Qatar Emiri Air Force C-130 have operated from Istanbul and C-17 from Ankara. Royal Jordanian Air Force C-130 and Royal Saudi Air Force C-130 cargo planes operate a supply line from Ankara Esenboğa airport. Yet, despite all of the evidence to the contrary, Turkey continues to insist that these flights have ‘only carried humanitarian aid‘.
Which militaries’ operations have been exploited to smuggle antiquities between Syria and Turkey?

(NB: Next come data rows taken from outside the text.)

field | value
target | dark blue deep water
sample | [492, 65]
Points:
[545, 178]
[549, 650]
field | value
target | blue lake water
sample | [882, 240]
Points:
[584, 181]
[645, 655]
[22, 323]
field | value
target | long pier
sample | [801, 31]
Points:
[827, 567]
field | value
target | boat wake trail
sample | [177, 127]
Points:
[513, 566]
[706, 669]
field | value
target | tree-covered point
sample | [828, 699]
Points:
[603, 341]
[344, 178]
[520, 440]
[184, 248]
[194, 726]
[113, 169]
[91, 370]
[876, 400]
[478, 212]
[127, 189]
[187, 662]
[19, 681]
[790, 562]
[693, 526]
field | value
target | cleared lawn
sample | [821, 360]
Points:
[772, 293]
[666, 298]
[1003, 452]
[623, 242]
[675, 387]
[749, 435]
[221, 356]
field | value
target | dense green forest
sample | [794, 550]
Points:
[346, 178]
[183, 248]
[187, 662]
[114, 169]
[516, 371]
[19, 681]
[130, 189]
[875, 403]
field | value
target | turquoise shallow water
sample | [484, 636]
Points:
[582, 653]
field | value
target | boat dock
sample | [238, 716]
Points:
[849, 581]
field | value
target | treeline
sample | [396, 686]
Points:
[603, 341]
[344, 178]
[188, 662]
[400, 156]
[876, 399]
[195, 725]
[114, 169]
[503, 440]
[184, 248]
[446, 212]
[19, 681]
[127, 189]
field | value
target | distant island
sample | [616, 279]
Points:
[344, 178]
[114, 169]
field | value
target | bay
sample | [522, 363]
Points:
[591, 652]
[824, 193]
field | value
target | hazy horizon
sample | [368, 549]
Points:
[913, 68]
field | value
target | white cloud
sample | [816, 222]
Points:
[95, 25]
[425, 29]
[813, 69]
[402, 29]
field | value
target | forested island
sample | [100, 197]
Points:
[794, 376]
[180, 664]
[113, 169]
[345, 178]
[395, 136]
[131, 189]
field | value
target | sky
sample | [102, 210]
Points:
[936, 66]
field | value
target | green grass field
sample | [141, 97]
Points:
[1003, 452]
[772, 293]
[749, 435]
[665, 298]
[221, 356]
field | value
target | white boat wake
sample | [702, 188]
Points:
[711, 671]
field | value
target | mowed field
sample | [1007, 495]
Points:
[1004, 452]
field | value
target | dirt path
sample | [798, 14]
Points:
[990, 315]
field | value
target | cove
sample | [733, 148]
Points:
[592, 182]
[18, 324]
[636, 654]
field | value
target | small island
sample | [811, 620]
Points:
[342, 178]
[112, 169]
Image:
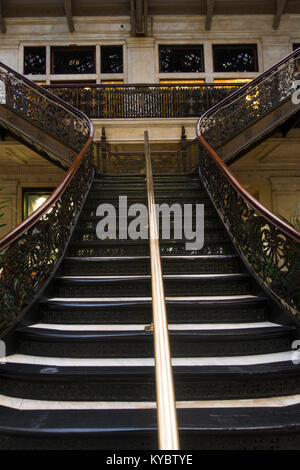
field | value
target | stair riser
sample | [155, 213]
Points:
[210, 236]
[89, 210]
[107, 248]
[114, 348]
[189, 440]
[143, 267]
[143, 288]
[89, 225]
[143, 315]
[130, 388]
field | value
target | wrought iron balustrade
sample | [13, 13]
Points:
[30, 252]
[143, 101]
[269, 245]
[251, 102]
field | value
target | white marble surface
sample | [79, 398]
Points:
[27, 404]
[131, 327]
[126, 362]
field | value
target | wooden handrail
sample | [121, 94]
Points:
[14, 234]
[251, 200]
[165, 396]
[243, 88]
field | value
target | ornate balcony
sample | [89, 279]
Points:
[143, 101]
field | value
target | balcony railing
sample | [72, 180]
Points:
[143, 101]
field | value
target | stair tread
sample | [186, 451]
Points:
[142, 300]
[148, 276]
[28, 404]
[43, 334]
[261, 363]
[91, 422]
[140, 327]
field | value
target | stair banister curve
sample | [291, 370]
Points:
[30, 252]
[269, 245]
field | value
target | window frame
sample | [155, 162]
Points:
[71, 48]
[97, 77]
[236, 46]
[181, 47]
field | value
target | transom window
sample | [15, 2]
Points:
[111, 59]
[34, 60]
[235, 58]
[181, 59]
[73, 60]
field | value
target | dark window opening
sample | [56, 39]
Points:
[34, 60]
[184, 59]
[235, 58]
[111, 59]
[73, 60]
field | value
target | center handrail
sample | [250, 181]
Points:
[165, 396]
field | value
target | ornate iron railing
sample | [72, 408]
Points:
[251, 102]
[42, 109]
[143, 101]
[29, 253]
[269, 245]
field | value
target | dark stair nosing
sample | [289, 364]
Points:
[235, 334]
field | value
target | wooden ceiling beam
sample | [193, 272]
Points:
[210, 10]
[280, 6]
[68, 11]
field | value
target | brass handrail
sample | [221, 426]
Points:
[165, 397]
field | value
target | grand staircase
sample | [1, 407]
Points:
[82, 371]
[76, 310]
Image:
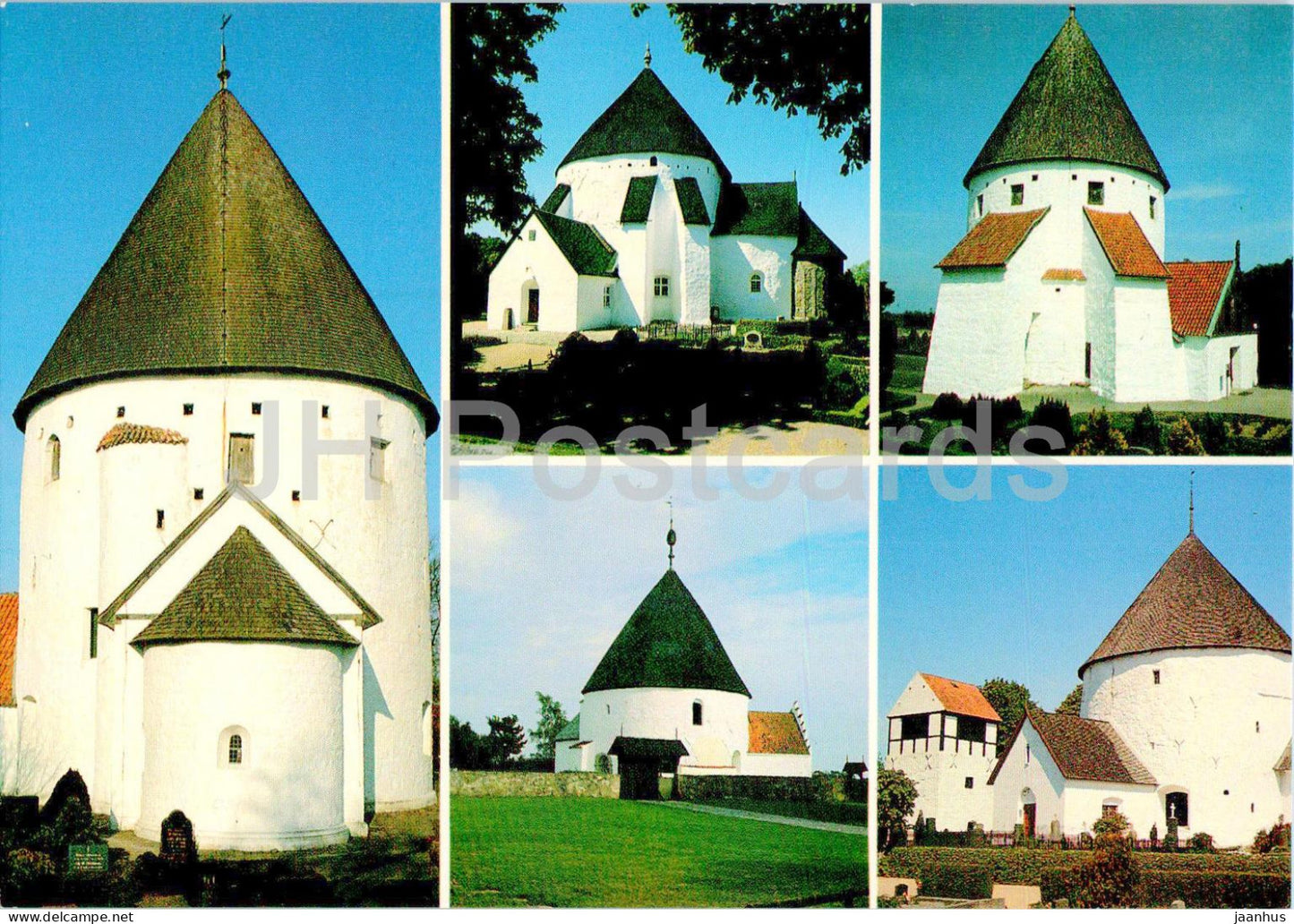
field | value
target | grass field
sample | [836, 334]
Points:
[601, 851]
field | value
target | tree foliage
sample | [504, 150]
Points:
[896, 798]
[813, 58]
[553, 718]
[1072, 703]
[1011, 700]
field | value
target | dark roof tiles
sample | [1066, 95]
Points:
[1192, 602]
[668, 642]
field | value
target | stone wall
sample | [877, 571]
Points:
[502, 783]
[819, 788]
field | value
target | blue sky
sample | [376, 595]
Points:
[1210, 87]
[1028, 590]
[95, 98]
[541, 587]
[594, 55]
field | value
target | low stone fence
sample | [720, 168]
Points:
[819, 788]
[503, 783]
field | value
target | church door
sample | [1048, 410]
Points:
[241, 467]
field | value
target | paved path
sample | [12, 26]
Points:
[762, 817]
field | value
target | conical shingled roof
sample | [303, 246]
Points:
[244, 595]
[668, 642]
[1069, 109]
[1192, 602]
[645, 119]
[226, 268]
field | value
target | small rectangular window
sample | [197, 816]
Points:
[377, 450]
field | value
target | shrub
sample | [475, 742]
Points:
[1145, 432]
[947, 406]
[1180, 439]
[1201, 843]
[1099, 436]
[1217, 889]
[958, 882]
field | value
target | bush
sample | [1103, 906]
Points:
[1099, 436]
[1214, 889]
[1053, 415]
[1145, 432]
[1180, 439]
[947, 406]
[958, 882]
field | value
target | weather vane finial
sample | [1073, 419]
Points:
[1192, 501]
[224, 69]
[671, 537]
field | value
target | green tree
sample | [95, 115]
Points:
[813, 58]
[506, 740]
[493, 133]
[896, 798]
[553, 718]
[1011, 700]
[1072, 703]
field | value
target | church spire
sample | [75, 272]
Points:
[671, 537]
[223, 74]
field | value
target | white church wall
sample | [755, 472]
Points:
[734, 259]
[1203, 732]
[288, 788]
[380, 545]
[532, 264]
[1063, 186]
[666, 714]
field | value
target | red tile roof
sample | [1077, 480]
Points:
[8, 646]
[993, 240]
[962, 699]
[1126, 244]
[139, 432]
[1195, 293]
[1084, 749]
[776, 732]
[1192, 602]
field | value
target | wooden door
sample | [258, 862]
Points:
[241, 461]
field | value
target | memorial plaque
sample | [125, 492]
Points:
[87, 860]
[177, 844]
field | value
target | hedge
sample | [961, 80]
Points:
[1197, 888]
[958, 882]
[1024, 866]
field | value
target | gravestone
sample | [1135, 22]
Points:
[87, 860]
[177, 844]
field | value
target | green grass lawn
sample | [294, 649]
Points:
[836, 813]
[601, 851]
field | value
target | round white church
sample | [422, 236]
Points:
[224, 581]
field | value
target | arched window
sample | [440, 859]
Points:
[55, 457]
[233, 747]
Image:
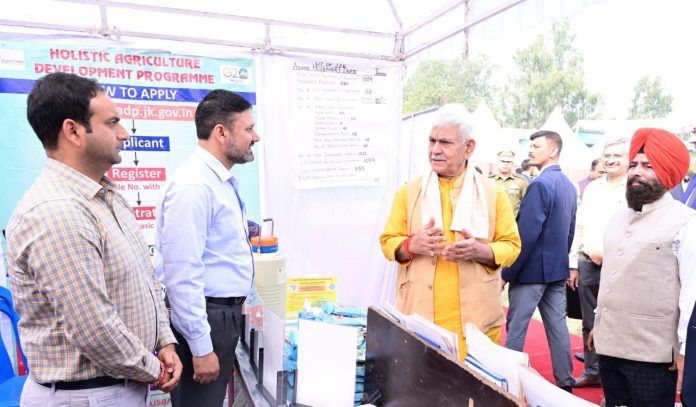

There have been (by now, far more than) 160 flights that have delivered (far more than) 3,500 tonnes of military materials (according to those planes’ official capacity). Some of those will have been from Jordan, but most of them will have been from (and overseen by) Turkey, so a huge number of antiquities could have been transported out this way (on the unofficial manifest).
Turkey’s?
How much of Syria’s history and identity has been stolen this way, and which criminals within which military have smuggled out Syria’s cultural heritage, is (as yet) unknown. But since elements within Turkey’s military and security forces are involved elsewhere in the trade in Syrian conflict antiquities, and since Turkey’s military is managing the airlift operations through which Syria’s stolen cultural property is being smuggled to Turkey, Turkey’s mafia/deep state must be a suspect.
Qatar’s?
Since the Qatari monarchy/state are ‘the most important buyers of art in the market today’ (and the elite include collectors too), there is clearly huge consumer demand for art and antiquities (though I’m obviously not suggesting that any of those buyers would be negligent of their responsibilities, only that some dealers might launder antiquities in order to supply that market). And since Qatar’s military and intelligence are engaged with both the Turkish military and the Islamist rebels on Syria’s Turkish border, criminal elements within the Qatari military might be involved in the smuggling of antiquities out of Syria into Turkey and/or from Turkey to Qatar.
Notes
1: Similarly, there are Unites States Air Force C-130 at İncirlik, but apparently they have not been used (yet).